All Cherokee samples exhibit microporosity whereas others exhibit additional pore types such as moldic and vuggy porosity. Microporosity is also well displayed by the pore casts which show the pores are well connected, thus allowing oil to flow to a well. Other SEM images show how some of the large pores or vugs have been essentially filled with the mineral anhydrite while others remain open and thus capable of storing oil. Occassionally, different minerals, such as calcite and clay (smectite), fill pore spaces. Large blobs observed on some of the SEM images (see cover inset photo) represent bitumen, the solid hydrocarbon that can clog the interconnections between pores and reduce the ability of oil to flow through the rock.

Got Oil! – Drill Horizontally

Microporosity represents an important site for untapped hydrocarbons and possible targets for horizontal drilling. Techniques developed in the late 1980s and early 1990s allow wells to be deviated from vertical to horizontal with the drilling direction and depth carefully controlled. More reservoir rock is encountered in horizontal wells, reducing drilling costs and risk while increasing production and reserves. Through proper geological evaluation of reservoirs, oil production may be increased 20 to 50 percent as a result of drilling low-cost single or multilateral horizontal legs from existing vertical-development wells. In addition, horizontal drilling from existing wells minimizes surface disturbances and costs for field development, particularly in the environmentally sensitive areas of southeastern Utah and southwestern Colorado.

An extensive and successful horizontal drilling program has been conducted in the giant Greater Aneth field. However, to date, only two horizontal wells have been drilled in small Paradox Basin fields. The results from these wells were disappointing due to poor understanding of the reservoir rocks and diagenetic changes that affect the flow of oil to the well.

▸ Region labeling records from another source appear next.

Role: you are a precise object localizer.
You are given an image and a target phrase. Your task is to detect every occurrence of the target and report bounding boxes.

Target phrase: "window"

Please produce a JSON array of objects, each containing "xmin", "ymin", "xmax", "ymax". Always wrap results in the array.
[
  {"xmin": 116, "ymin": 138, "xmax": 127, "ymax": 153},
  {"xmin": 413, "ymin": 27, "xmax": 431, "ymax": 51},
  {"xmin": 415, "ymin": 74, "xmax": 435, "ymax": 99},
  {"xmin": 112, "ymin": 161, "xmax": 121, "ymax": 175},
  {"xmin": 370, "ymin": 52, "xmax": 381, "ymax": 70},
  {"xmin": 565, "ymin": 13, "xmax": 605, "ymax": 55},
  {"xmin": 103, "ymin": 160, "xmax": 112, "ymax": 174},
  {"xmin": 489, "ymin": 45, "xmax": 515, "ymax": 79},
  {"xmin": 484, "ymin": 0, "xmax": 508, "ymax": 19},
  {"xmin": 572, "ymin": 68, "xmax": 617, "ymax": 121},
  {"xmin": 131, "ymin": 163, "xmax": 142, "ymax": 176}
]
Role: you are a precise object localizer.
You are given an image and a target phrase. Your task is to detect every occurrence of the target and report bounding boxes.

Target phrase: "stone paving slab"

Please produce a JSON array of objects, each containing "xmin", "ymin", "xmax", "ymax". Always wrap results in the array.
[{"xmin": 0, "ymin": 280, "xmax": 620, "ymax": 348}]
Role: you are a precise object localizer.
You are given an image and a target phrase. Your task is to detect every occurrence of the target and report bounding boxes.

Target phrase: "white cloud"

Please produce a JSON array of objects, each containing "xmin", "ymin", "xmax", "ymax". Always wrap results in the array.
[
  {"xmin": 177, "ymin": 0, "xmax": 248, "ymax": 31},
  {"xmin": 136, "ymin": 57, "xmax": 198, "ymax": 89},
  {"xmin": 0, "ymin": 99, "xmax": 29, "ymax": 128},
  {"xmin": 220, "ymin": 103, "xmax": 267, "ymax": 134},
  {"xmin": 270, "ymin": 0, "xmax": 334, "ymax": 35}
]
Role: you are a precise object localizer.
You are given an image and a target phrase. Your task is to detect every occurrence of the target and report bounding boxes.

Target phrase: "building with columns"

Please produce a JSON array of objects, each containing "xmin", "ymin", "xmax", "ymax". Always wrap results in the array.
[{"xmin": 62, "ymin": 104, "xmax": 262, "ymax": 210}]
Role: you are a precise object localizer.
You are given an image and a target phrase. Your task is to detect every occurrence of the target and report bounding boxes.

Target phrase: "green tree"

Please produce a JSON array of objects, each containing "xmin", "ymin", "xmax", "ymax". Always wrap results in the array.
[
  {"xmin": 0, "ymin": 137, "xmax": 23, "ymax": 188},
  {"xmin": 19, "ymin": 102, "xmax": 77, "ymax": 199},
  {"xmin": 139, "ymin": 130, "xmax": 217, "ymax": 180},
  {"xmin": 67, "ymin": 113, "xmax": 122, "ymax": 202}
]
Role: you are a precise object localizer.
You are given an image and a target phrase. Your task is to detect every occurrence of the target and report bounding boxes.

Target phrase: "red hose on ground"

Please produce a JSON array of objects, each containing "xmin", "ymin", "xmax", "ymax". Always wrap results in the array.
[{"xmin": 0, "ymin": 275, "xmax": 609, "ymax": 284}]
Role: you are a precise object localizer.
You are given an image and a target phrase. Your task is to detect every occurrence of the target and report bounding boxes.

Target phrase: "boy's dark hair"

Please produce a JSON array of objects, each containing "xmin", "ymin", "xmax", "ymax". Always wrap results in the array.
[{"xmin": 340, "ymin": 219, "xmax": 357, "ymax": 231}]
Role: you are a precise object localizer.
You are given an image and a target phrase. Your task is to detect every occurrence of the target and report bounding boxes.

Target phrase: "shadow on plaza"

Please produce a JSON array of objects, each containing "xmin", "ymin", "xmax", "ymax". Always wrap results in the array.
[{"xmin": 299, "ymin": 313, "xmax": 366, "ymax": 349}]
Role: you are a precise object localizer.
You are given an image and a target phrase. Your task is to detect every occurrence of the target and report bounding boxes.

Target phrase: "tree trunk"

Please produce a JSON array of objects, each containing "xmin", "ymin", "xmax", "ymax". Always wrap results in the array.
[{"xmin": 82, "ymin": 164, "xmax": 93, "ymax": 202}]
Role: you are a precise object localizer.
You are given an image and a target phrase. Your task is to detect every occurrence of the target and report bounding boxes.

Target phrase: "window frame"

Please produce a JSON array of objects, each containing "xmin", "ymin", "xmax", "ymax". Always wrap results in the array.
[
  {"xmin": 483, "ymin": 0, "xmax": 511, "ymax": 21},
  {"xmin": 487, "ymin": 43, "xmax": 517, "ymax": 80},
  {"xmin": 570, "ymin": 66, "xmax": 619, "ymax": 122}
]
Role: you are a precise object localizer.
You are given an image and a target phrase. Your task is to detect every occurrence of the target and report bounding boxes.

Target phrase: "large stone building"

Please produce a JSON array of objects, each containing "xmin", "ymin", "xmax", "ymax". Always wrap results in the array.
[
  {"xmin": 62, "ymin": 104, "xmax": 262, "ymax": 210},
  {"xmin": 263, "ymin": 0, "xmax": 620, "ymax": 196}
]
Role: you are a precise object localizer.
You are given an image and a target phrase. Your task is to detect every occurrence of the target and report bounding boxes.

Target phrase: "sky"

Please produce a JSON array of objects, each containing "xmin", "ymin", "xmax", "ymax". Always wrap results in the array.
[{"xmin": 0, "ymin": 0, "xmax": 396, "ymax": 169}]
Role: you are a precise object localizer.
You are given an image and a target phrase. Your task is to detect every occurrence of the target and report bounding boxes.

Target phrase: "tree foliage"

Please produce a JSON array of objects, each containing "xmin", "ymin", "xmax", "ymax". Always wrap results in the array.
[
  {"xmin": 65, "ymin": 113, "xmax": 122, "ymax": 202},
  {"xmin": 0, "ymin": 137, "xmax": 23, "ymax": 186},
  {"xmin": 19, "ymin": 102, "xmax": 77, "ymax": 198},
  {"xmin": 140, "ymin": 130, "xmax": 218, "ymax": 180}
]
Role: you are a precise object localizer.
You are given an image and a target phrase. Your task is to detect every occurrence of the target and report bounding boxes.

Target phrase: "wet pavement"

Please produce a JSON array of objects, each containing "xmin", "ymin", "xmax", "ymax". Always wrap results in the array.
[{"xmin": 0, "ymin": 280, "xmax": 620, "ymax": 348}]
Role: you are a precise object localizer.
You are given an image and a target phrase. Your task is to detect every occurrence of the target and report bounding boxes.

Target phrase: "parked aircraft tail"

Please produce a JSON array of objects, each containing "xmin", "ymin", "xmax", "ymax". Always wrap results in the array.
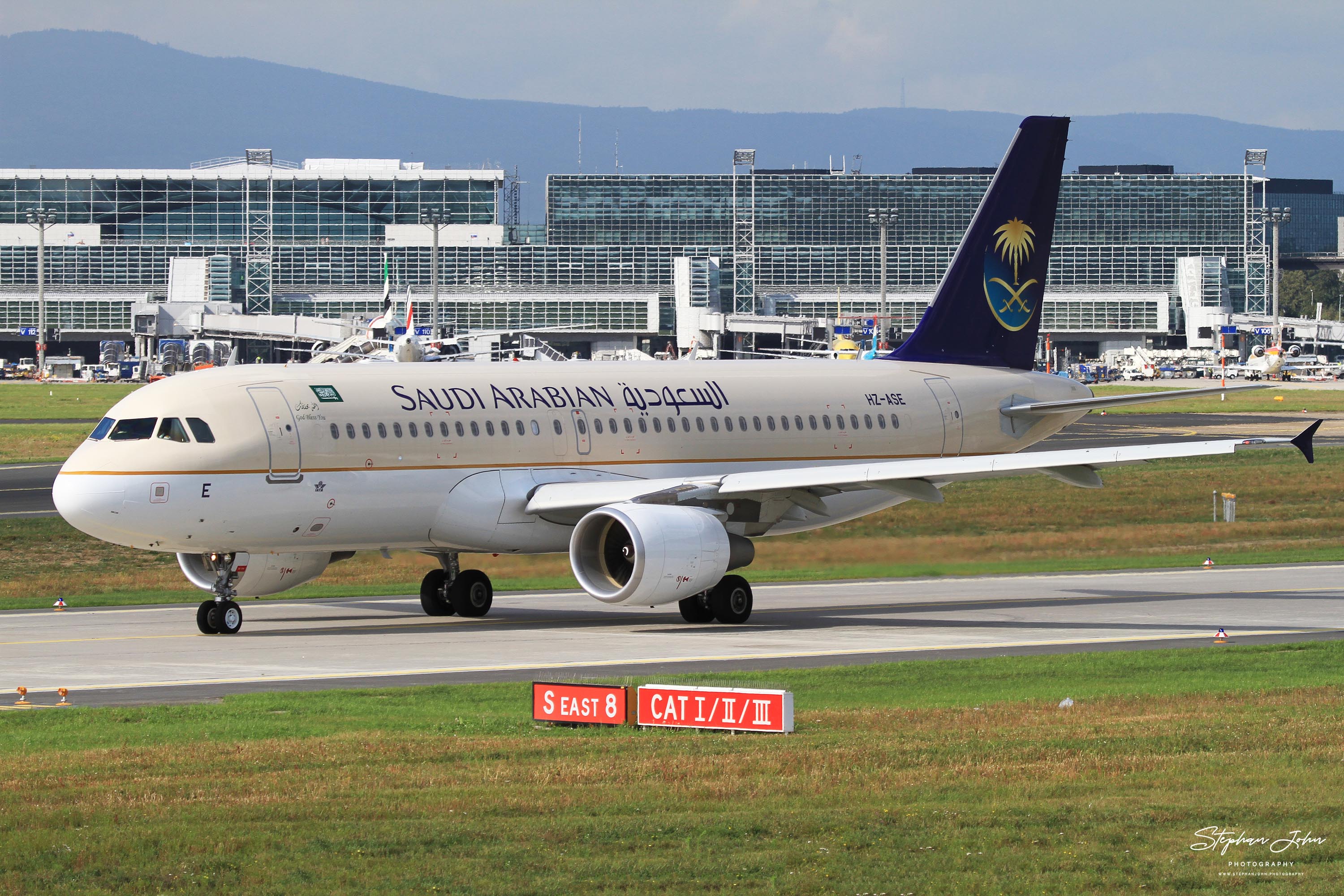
[{"xmin": 887, "ymin": 116, "xmax": 1068, "ymax": 370}]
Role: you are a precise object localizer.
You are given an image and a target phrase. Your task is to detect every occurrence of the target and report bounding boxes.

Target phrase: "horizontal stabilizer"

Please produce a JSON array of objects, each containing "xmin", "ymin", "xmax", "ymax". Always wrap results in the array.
[{"xmin": 1003, "ymin": 383, "xmax": 1270, "ymax": 417}]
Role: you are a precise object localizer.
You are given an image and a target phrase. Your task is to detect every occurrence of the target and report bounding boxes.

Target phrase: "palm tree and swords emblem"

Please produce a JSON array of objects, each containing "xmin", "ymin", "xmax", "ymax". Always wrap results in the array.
[{"xmin": 985, "ymin": 218, "xmax": 1039, "ymax": 331}]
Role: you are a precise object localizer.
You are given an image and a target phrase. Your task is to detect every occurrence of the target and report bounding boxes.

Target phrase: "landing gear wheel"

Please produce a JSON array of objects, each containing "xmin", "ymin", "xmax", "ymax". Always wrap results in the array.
[
  {"xmin": 448, "ymin": 569, "xmax": 495, "ymax": 616},
  {"xmin": 710, "ymin": 575, "xmax": 751, "ymax": 625},
  {"xmin": 676, "ymin": 591, "xmax": 714, "ymax": 622},
  {"xmin": 196, "ymin": 600, "xmax": 219, "ymax": 634},
  {"xmin": 421, "ymin": 569, "xmax": 453, "ymax": 616},
  {"xmin": 206, "ymin": 600, "xmax": 243, "ymax": 634}
]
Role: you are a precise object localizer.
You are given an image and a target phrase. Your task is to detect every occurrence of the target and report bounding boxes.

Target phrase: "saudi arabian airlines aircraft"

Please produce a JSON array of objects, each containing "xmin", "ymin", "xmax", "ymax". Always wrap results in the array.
[{"xmin": 52, "ymin": 117, "xmax": 1318, "ymax": 634}]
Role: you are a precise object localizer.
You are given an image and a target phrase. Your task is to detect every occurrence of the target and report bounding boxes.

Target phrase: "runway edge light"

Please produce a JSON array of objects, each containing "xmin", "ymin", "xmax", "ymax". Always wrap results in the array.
[{"xmin": 636, "ymin": 685, "xmax": 793, "ymax": 733}]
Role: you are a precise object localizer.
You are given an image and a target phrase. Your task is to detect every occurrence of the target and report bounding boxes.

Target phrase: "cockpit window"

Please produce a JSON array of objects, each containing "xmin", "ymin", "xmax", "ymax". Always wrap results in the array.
[
  {"xmin": 187, "ymin": 417, "xmax": 215, "ymax": 442},
  {"xmin": 159, "ymin": 417, "xmax": 191, "ymax": 442},
  {"xmin": 108, "ymin": 417, "xmax": 159, "ymax": 442}
]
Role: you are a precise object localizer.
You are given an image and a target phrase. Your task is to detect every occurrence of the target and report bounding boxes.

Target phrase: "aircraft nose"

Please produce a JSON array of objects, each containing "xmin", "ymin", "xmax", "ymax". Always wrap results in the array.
[{"xmin": 51, "ymin": 473, "xmax": 125, "ymax": 541}]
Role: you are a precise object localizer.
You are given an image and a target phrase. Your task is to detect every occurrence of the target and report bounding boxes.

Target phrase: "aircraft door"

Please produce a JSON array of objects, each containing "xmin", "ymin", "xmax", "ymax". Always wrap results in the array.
[
  {"xmin": 247, "ymin": 386, "xmax": 304, "ymax": 482},
  {"xmin": 925, "ymin": 376, "xmax": 962, "ymax": 457},
  {"xmin": 570, "ymin": 411, "xmax": 593, "ymax": 454}
]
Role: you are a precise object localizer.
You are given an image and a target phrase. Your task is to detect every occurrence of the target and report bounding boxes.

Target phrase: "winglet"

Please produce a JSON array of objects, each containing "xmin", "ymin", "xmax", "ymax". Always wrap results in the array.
[{"xmin": 1293, "ymin": 421, "xmax": 1324, "ymax": 463}]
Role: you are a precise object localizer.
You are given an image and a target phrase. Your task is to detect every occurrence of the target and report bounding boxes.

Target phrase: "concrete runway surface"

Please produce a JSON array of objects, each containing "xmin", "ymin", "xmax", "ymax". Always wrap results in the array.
[
  {"xmin": 0, "ymin": 564, "xmax": 1344, "ymax": 705},
  {"xmin": 8, "ymin": 413, "xmax": 1344, "ymax": 518}
]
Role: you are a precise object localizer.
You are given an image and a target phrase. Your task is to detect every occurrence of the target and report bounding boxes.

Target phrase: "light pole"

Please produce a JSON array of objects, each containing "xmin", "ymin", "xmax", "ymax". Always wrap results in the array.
[
  {"xmin": 868, "ymin": 208, "xmax": 895, "ymax": 349},
  {"xmin": 1269, "ymin": 206, "xmax": 1293, "ymax": 347},
  {"xmin": 28, "ymin": 208, "xmax": 56, "ymax": 378},
  {"xmin": 421, "ymin": 208, "xmax": 450, "ymax": 343}
]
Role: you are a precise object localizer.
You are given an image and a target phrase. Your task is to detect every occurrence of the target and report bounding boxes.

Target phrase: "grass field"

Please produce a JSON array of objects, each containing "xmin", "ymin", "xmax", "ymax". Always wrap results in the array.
[
  {"xmin": 0, "ymin": 448, "xmax": 1344, "ymax": 608},
  {"xmin": 0, "ymin": 642, "xmax": 1344, "ymax": 895},
  {"xmin": 0, "ymin": 382, "xmax": 140, "ymax": 421}
]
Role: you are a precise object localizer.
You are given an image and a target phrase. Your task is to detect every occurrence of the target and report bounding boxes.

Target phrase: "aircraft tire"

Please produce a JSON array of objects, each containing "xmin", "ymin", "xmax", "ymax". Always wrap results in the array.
[
  {"xmin": 448, "ymin": 569, "xmax": 495, "ymax": 616},
  {"xmin": 421, "ymin": 569, "xmax": 453, "ymax": 616},
  {"xmin": 710, "ymin": 575, "xmax": 751, "ymax": 625},
  {"xmin": 196, "ymin": 600, "xmax": 219, "ymax": 634},
  {"xmin": 676, "ymin": 594, "xmax": 714, "ymax": 622}
]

The hydrothermally induced microporosity in Cherokee field could be drained with radially stacked, horizontal laterals and splays drilled from an original vertical well. The field already contains four vertical wells from which multiple horizontal laterals could be extended to penetrate undrained oil trapped in microporosity and other potential targets. Depending on the results of the UGS study of the reservoir characteristics, and successful field testing, these techniques can be applied to numerous small fields throughout the Paradox Basin.